You’re bored when you run?
Good news! That means that running doesn’t take the entirety of your mental capacity anymore. Now the question is, can you stick with it when it’s not novel or exciting?
16 Boredom Busters for Running
1. First off, do you have a goal in mind?
Running is a sort of monotonous action, one foot in front of the other and repeat. It helps if you’re actually going somewhere. Have a goal.
Figure out what you want — do you want to run a 5K? Do you want to run more consistently? Then, peg that down in concrete terms. What does “be more consistent” mean? Does that mean 3 days a week for any amount of time? Does that mean 12 miles a week, no matter how many runs it takes? 3 runs of 3 miles for 9 weeks?
It’s amazing how your brain perks up when it actually knows what you’re trying to accomplish out there.
Ok, so you have a goal, but you’re still bored…
Maybe you need to shake things up.
2. Measure differently
Do you always measure by miles? Try measuring by time. Do you run X times a week? See how long you can run every other without breaking the chain. Make days for fast & short runs and long & slow runs.
3. New race, goal, or distance
Perhaps your goal isn’t exciting you, and you need to rethink it. Perhaps your goal is a long way away — and coming up with a “half goal” would help.
If you run big races, try a small one. If you run small races, try a big one.
Try a novelty race like a Color Run or Bubble Run.
4. New setting
Try a different time of day, place, or route. Always run a loop? Try an out and back. Always take a right at that corner? Try a left.
Run on a trail, up a mountain. Run a trail race. Run in a mud run.
5. New friends
Find a running group and run once a week with them. Find a friend runner or someone who wants to try running, and go out with them.
6. Different workout
Try a different workout. Try a tempo run or farklets. Try some circuit training and do push ups, planks, or lunges in between periods of running.

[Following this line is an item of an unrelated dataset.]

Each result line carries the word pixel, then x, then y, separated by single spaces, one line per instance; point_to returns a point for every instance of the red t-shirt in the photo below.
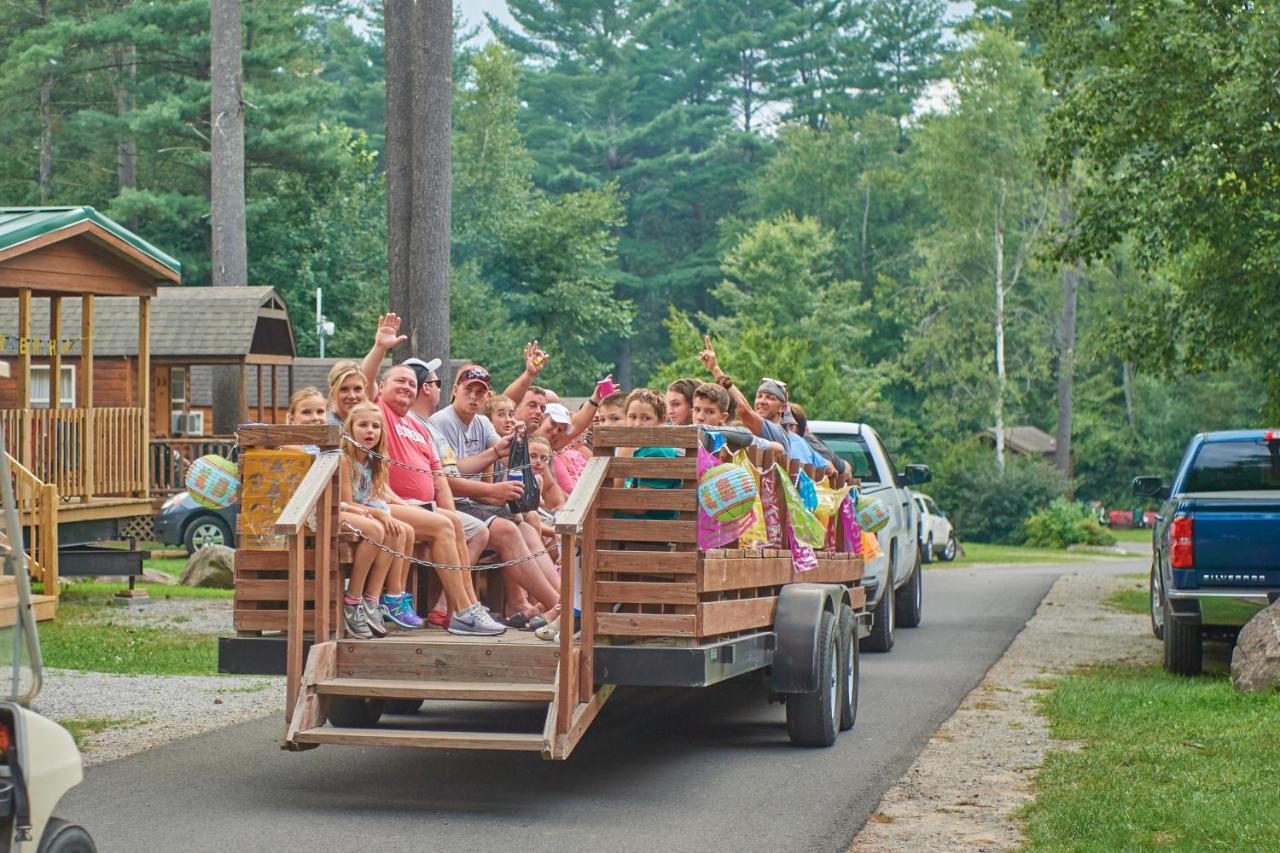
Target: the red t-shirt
pixel 408 443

Add in swimming, yoga, or walking to your workout routine.
7. Audio pleasure
Consider a reward
8. New gear
This works well with measuring differently. After 30 runs, you can buy a new pair of running shorts or some socks with super-hero capes.
9. A race entry
Treat yourself to a race entry when you “shouldn’t really buy more race entries”.
10. The piggy bank
Deposit $1 or $2 into a jar or into an account after every run to treat yourself later.
11. The food reward
I avoid food rewards, because I tend to over-reward and lose sight that food is fuel and nourishment for my body. But if an ice cream sundae on Sundays after a week of good running is what works for you, then by all means!

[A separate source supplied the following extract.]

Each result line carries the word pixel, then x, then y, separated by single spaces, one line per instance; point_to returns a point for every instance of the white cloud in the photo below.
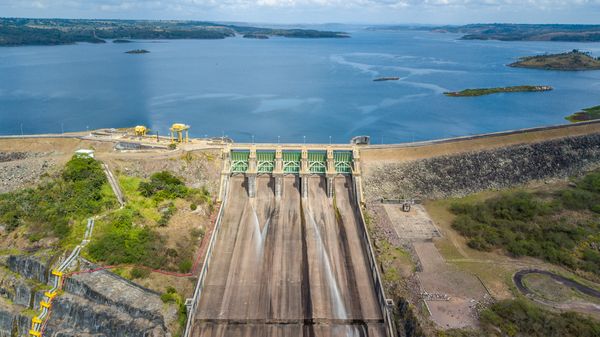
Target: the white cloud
pixel 384 11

Change your internal response
12. Know that boredom comes and goes
Those who have run consistently for years know that boredom is natural. It comes and it goes. It doesn’t have to be the downfall of your running career. You can change your stimulus to decrease boredom, or you can change your internal reaction to boredom.

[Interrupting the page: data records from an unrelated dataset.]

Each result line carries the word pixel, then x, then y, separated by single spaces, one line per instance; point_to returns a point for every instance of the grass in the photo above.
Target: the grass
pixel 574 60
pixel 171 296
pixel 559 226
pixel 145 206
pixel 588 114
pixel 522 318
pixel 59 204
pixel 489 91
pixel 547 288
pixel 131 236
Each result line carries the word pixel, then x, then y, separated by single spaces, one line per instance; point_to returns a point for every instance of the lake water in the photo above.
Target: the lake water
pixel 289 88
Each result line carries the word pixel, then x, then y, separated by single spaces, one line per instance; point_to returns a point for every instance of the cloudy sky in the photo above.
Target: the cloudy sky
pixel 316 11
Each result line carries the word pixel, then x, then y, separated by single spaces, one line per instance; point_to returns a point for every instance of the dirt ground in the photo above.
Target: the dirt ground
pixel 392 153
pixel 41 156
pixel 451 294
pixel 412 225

13. Don’t let feelings dictate your runs
Don’t ask yourself, “do I feel like running today?”, but “when am I running today?”. Boredom and other de-motivating factors lessen their hold when you remove “option” from the equation.
14. Level UP
Use the time while you’re bored to contemplate something you’re avoiding thinking about. Change your life by considering options that you don’t have talent for and that would require hard work. (Is it possible? Yes, just remember how it was when you started running.)
15. Remember gratitude
Have you ever been injured and saddened by the fact that you couldn’t run? Have you ever been forced to miss running? Remember those times and remember that part of the reason you run, is because you can. Be thankful for that.
16. Take a break
In severe cases, you can take a break from running. I wouldn’t necessarily recommend this to someone who’s running habit is still tentative, but for some, taking a break with a scheduled start and finish can help with perspective. And sometimes, taking a break “until you miss running” can be a way, too.
Running is YOUR time. Shake things up if needed, reward sporadically, and get things done.